C11A-0743
Subglacial and Proglacial Deformation of the Late Wisconsinan Puget Lobe

Monday, 14 December 2015
Poster Hall (Moscone South)
Jasper Knight, University of Witwatersrand, Johannesburg, South Africa
Abstract:
A range of brittle and ductile deformation structures is present within subglacial and proglacial sediments of the late Wisconsinan Puget Lobe. Sediments are well exposed on islands within the Puget Sound (Washington State, USA) and offer insight into the processes and environments during overall Puget Lobe retreat (~17-13 kyr BP). Although the macroscale stratigraphy of this ice retreat is known fairly well, and has a simple layered structure, different brittle and ductile deformation structures within the sediments reveal more complex patterns of sediment deposition and reworking associated with ice margin stillstands and/or oscillations during overall ice retreat.
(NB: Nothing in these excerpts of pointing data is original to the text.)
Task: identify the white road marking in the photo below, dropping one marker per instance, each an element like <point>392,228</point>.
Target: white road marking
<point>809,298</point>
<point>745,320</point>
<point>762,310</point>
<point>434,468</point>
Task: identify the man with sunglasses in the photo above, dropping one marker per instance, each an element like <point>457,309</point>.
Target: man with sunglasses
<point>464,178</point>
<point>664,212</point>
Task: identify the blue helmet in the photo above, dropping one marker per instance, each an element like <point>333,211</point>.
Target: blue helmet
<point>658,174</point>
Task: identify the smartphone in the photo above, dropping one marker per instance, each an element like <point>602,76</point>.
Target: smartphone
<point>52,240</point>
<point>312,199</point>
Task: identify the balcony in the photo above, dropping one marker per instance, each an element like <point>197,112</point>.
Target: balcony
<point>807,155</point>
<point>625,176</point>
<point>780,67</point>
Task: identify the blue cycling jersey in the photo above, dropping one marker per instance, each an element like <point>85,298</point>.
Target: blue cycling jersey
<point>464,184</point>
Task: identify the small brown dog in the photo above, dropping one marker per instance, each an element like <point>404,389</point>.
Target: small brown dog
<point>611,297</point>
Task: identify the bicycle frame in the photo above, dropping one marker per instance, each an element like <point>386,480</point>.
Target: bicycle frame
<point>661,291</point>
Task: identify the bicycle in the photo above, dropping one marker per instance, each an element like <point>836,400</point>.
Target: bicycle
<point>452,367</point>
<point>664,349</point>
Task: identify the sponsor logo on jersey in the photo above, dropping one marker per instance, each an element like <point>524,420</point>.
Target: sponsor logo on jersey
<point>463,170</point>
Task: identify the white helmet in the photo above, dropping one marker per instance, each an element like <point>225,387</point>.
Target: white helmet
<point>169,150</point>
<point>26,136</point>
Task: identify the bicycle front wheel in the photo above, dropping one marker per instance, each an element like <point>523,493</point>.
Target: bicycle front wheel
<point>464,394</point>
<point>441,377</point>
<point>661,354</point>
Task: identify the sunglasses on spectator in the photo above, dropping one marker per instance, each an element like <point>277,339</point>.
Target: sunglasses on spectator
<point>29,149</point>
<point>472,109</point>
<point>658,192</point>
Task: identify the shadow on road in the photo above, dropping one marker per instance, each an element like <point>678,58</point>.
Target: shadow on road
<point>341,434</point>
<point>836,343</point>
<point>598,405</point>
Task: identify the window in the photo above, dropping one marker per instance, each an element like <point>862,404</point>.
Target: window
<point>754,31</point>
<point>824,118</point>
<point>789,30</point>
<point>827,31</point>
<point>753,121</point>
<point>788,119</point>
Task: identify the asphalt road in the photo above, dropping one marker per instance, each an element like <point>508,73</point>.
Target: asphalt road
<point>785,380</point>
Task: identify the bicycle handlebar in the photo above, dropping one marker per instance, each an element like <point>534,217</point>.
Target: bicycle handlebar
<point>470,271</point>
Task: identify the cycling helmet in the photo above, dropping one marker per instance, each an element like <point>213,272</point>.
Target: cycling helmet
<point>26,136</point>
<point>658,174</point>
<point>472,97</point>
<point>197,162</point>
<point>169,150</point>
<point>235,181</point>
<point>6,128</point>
Brittle deformation structures include clastic dikes, subglacial shears and mud bed brecciation/rip ups. Ductile deformation structures include passive density settling and fluidization in particular in proglacial outwash. Together, these structures are found in association with each other (i.e. they are commonly parasitic) and formed by high marginward porewater fluxes driven by high subglacial water availability and high sediment permeability. Drivers for this record of deformation may have been very rapid lateglacial relative sea-level changes and incursions of marine water, rapid ice retreat from its maximal position, and high sedimentation rates.